可直到此时此刻,祁瑞霖看着这些对他嫌恶鄙夷,却哭着跪拜萧墨宸的百姓。
那种根植于心底的挫败恐惧再次涌了上来。
他抬起赤红的眼,看向萧墨宸。
萧墨宸也正好看着他。
居高临下,清冷淡漠,一如当初在军营里。
死死压迫着他。
也根本不将他的那点小心思放在眼里。
良久,萧墨宸的嘴角缓缓勾起来:“祁瑞霖,你是在质问本王吗?”
“你觉得是本王让你染上了花柳病,变成如今这副模样?”
祁瑞霖歇斯底里道:“不是你还有谁?昨晚就是你让墨影卫掳走了我,对我严刑拷打,还用阴诡手段让我染上了花柳病。
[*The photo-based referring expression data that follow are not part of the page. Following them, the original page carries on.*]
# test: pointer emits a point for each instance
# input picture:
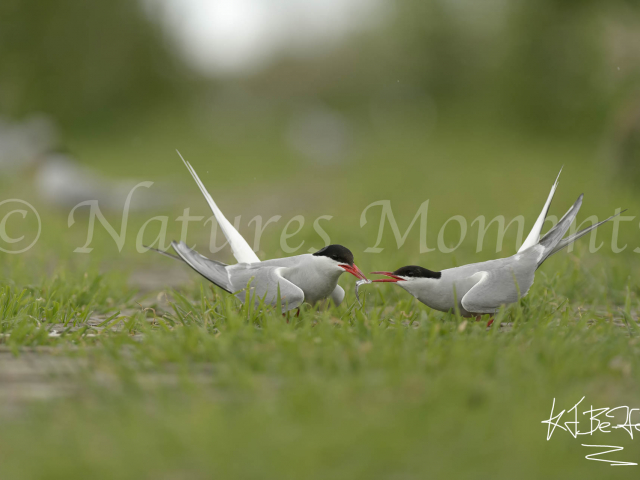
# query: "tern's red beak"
(354, 270)
(394, 278)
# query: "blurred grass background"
(473, 106)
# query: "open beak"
(393, 279)
(355, 271)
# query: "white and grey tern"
(482, 288)
(306, 278)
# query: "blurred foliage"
(550, 65)
(73, 59)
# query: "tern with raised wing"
(482, 288)
(302, 278)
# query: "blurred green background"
(473, 105)
(321, 108)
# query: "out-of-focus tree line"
(76, 59)
(555, 65)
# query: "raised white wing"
(264, 282)
(534, 236)
(241, 249)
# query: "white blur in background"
(240, 37)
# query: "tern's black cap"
(336, 252)
(416, 272)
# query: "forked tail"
(552, 241)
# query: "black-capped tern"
(302, 278)
(482, 288)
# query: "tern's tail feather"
(241, 249)
(572, 238)
(534, 236)
(210, 269)
(554, 236)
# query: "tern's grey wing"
(210, 269)
(263, 282)
(498, 287)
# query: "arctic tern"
(482, 288)
(302, 278)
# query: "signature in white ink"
(603, 420)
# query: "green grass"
(187, 383)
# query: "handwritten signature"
(603, 420)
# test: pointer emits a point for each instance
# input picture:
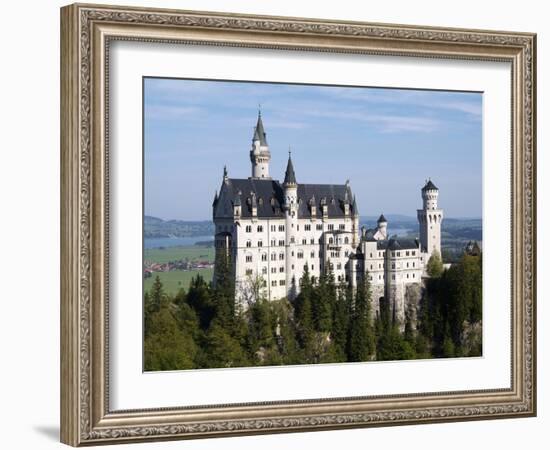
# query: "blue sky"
(387, 142)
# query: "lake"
(186, 241)
(174, 241)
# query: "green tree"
(435, 265)
(220, 349)
(361, 343)
(166, 346)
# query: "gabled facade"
(272, 230)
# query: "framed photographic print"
(277, 224)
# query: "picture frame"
(87, 31)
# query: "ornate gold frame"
(86, 31)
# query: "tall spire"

萧墨宸,你有胆做,没胆子承认吗?”
啪——!
一个巴掌甩在祁瑞霖脸上。
影十三收回手,面无表情道:“王爷的名讳,也是你能叫的?”
祁瑞霖只觉得面颊火辣辣的。
不只是被打的疼痛。
还有落在他脸上的目光,嘲讽又幸灾乐祸。
甚至还有人躲在人群中偷偷叫好:“打得好,不敬御王的白眼狼就该打!”
祁瑞霖牙齿咬的咯咯作响:“御王殿下,你敢说,昨晚没有对末将动手吗?”
萧墨宸笑了一声:“你有证据吗?”
祁瑞霖:“你说什么?”
萧墨宸掀起眼帘,漫不经心地看向他:“本王问你,有证据证明我让墨影卫打你了吗?有证据证明你身上的花柳病,是本王让你染上的吗?”
祁瑞霖顿时哑口无言。
他甚至第一时间想起了昨晚。
姜南溪指控他派秋海棠的杀手追杀他。
自己就理直气壮地反问他们有证据吗?
如今,这个回旋镖结结实实地扎在了他的身上。
祁瑞霖哪里会有证据?
昨晚他被抓的时候,身边只有莺莺那贱人。
而莺莺如今也早已不见踪影。
萧墨宸:“祁将军若是有证据,那我们便去皇上面前分辩几句。若是没有证据……”
俊美的面容骤然冷了下来:“那是谁给你的胆子,来质问本王?”
“祁瑞霖,本王再问一遍,你有证据吗?”
祁瑞霖额头上的冷汗涔涔落下来:“末将……末将没有!”
“啊——!”
话音刚落,祁瑞霖只觉得双腿上传来一阵剧痛。
他忍不住发出一阵惨叫。
双膝一软,砰一声跪倒在地上。
萧墨宸:“祁瑞霖,你可知道,污蔑亲王,是什么罪?”
祁瑞霖心中简直憋屈到了极点。
他明知道这不是污蔑。
他昨晚就是结结实实被用了一顿刑。
如今到底有没有染上花柳病都还不知道。
可面对萧墨宸的逼问,他却连半句反驳的话都说不出。
砰!
一个臭鸡蛋不知道从哪里飞出来,砸在祁瑞霖脸上。
但也在他的额头炸开,黏满了他的头发眉毛。
一股熏人作呕的臭味在空气中弥漫开来。
祁瑞霖简直被砸傻了。
从他成为禁卫军统领后,何时受过这样的屈辱?
“谁,是谁砸我!”
然而,人群静悄悄的。
百姓们眼观鼻鼻观心,一脸我特乖巧,什么坏事也没干的模样。
结果等祁瑞霖刚喘过一口气。
烂番茄烂菜叶又劈头盖脸砸了过来。
有人躲在人群后,捏着嗓子大叫。
“污蔑御王,不得好死!”
“这种人怎么能当禁卫军统领,简直丢我们西楚的脸!”
“对,得了脏病的烂人,怎么能当将军!”
“撤了他,把他打入大牢,给他抄家灭族!”
祁瑞霖气炸了肺。
暴跳如雷地站起来,想要去寻找污蔑他,诅咒他的人。
可刚起身,背后就传来一股大力。
膝盖重新重重砸回地面,发出咔一声巨响。
祁瑞霖疼的面目扭曲,眼泪都差点流出来。
身后传来影十三冷飕飕的声音:“祁将军,主子问你的话,你还没答呢!”
冰冷的刀锋架在他的脖子上。
祁瑞霖打了个哆嗦。
他满心的不甘怨恨,却还是只能咬着牙道:“是末将言行无状,冲撞了王爷。还……还请王爷恕罪!”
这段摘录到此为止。